LE SOFT INTERNATIONAL N° 1158 DATÉ 28 MARS 2012
Maître de conférences à la prestigieuse Université américaine de Columbia et spécialiste de la R-dC, l’Américaine Séverine Autesserre vient de publier un article en anglais «Dangerous tales of the Congo» («Les dangereux récits sur le Congo») qui tacle journalistes et ONG. Dimanche 25 mars, elle était l’invitée de Rfi. Interviewée par Sonia Rolley, elle tord le cou - une fois n’est pas coutume – à ces romans qui pullulent sur la R-dC et constituent des fonds de commerce pour journalistes pressés, narrateurs d’histoires émotionnelles, petits producteurs de documentaires ou... ONG nationales et internationales à la recherche de fonds. Paradoxalement, le Congo se vend donc bien! Ahurissant que les dirigeants du pays n’aient pas trouvé à ce jour la réplique, eux qui continuent d’être tournés en bourriques! Alors vous dites toujours «le Congo, capitale mondiale du viol»? Que dire de ces compatriotes qui mentent ainsi tant sur leur pays? Ci-après.

Vous êtes maître des conférences à la prestigieuse université de Colombia aux Etats-Unis, et attachée au département des sciences politiques. Vous vous intéressez aux situations des conflits et particulièrement à ce qui se passe en République démocratique du Congo; et vous venez de publier en anglais - c’est un petit dommage pour nos auditeurs francophones en tout cas - un article intitulé «Dangerous tales of the Congo» («Les dangereux récits sur la situation au Congo»).
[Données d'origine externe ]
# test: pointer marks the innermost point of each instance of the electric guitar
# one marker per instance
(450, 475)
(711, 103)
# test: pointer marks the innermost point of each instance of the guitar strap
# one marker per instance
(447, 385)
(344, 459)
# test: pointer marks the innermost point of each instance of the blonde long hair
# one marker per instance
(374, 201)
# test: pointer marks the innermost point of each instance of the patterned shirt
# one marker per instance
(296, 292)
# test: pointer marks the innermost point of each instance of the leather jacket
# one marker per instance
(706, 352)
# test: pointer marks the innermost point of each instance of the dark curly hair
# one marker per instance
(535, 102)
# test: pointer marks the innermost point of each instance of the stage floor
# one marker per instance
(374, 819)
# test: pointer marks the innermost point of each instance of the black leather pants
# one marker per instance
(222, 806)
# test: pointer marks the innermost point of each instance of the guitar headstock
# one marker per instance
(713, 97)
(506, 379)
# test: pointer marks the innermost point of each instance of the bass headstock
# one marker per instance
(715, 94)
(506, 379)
Des récits, pour vous, un peu simplistes portés par la communauté internationale, mais aussi par les acteurs sur le terrain, locaux comme étrangers, et qui donnent une vision distordue de la réalité. Vous allez nous expliquer tout cela. Parlons d’abord de l’exploitation de minerais. En quoi justement est l’arbre qui cache la forêt?
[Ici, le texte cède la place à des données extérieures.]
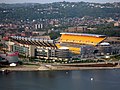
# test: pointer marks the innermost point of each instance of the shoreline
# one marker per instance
(54, 68)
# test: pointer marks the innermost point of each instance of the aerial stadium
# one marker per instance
(68, 45)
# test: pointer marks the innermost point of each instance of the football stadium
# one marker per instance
(68, 46)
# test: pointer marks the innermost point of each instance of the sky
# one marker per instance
(50, 1)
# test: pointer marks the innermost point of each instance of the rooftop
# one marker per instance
(83, 34)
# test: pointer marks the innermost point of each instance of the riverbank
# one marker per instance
(42, 67)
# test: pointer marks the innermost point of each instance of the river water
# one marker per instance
(61, 80)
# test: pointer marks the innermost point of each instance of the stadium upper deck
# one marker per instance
(79, 38)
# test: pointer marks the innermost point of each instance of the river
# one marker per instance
(61, 80)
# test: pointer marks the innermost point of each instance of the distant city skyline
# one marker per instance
(50, 1)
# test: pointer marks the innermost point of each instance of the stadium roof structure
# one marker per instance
(34, 41)
(82, 38)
Pour moi, l’exploitation des minerais, c’est une de nombreuses causes de la violence. C’est une cause importante, mais c’est tout aussi important, par exemple, que les conflits fonciers. Les conflits autour de la terre, autour de savoir qui va avoir un petit lopin de terre ou qui va avoir une grande propriété. C’est extrêmement important au Congo parce que la terre, c’est vraiment le moyen de survie pour la plupart des gens qui habitent dans les communautés rurales. Et la terre, ça a aussi un aspect symbolique extrêmement important pour toute la population congolaise. En plus, des conflits liés à la terre, il y a aussi énormément des conflits politiques. Par exemple, par rapport qui va être chef du village, qui va être chef de l’administration, qui va être chef du district, qui va être chef de la province, qui va être chef traditionnel ou le chef plutôt moderne administratif…
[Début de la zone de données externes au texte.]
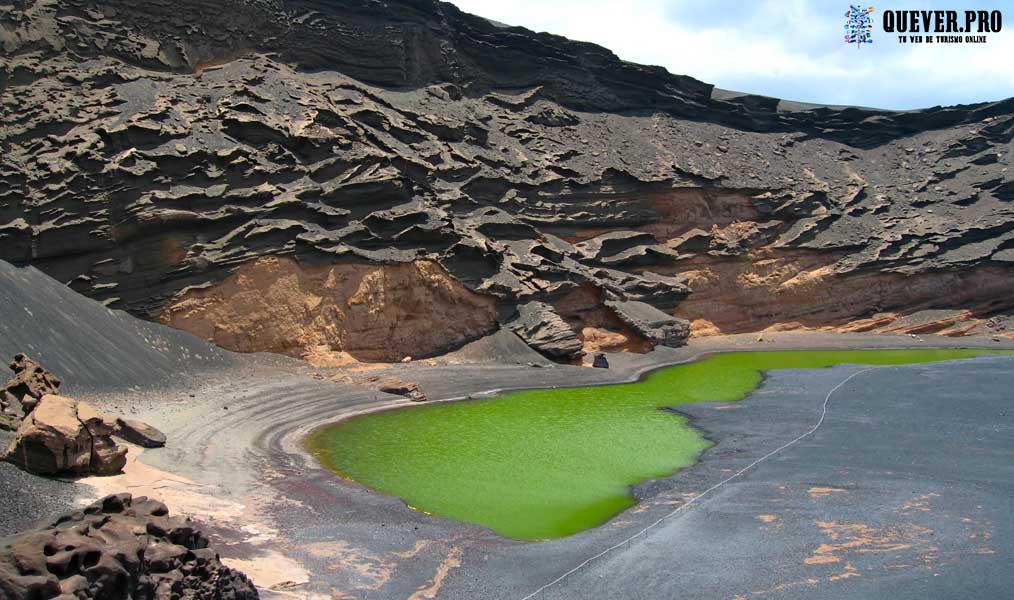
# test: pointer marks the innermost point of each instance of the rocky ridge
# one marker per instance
(153, 151)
Au-delà de accaparement de la rente?

Tout à fait. Ça va au-delà de l’accaparement de la rente. Ça va, par exemple, à simplement le statut social de la personne. Ça va par rapport à qui va pouvoir donner la terre quand on parle d’un chef traditionnel. Les chefs traditionnels sont par définition les gardiens de la terre, ceux qui peuvent autoriser l’exploitation de la terre par les communautés aux alentours. Et ça va aussi sur les sujets extrêmement politiques, tout à fait standards, comme quelle va être l’orientation politique de la commune, quelle va être l’orientation politique du pays. Donc, ces conflits politiques sont très importants. Il y a des conflits sociaux aussi. Enfin, il y a toute une sorte de conflits politiques, économiques, sociaux qu’on retrouve dans n’importe quel pays, en France, aux Etats-Unis, au Mali, au Congo et n’importe où. Et ces conflits économico-politiques, sociaux ne se résument pas uniquement à l’exploitation naturelle des ressources.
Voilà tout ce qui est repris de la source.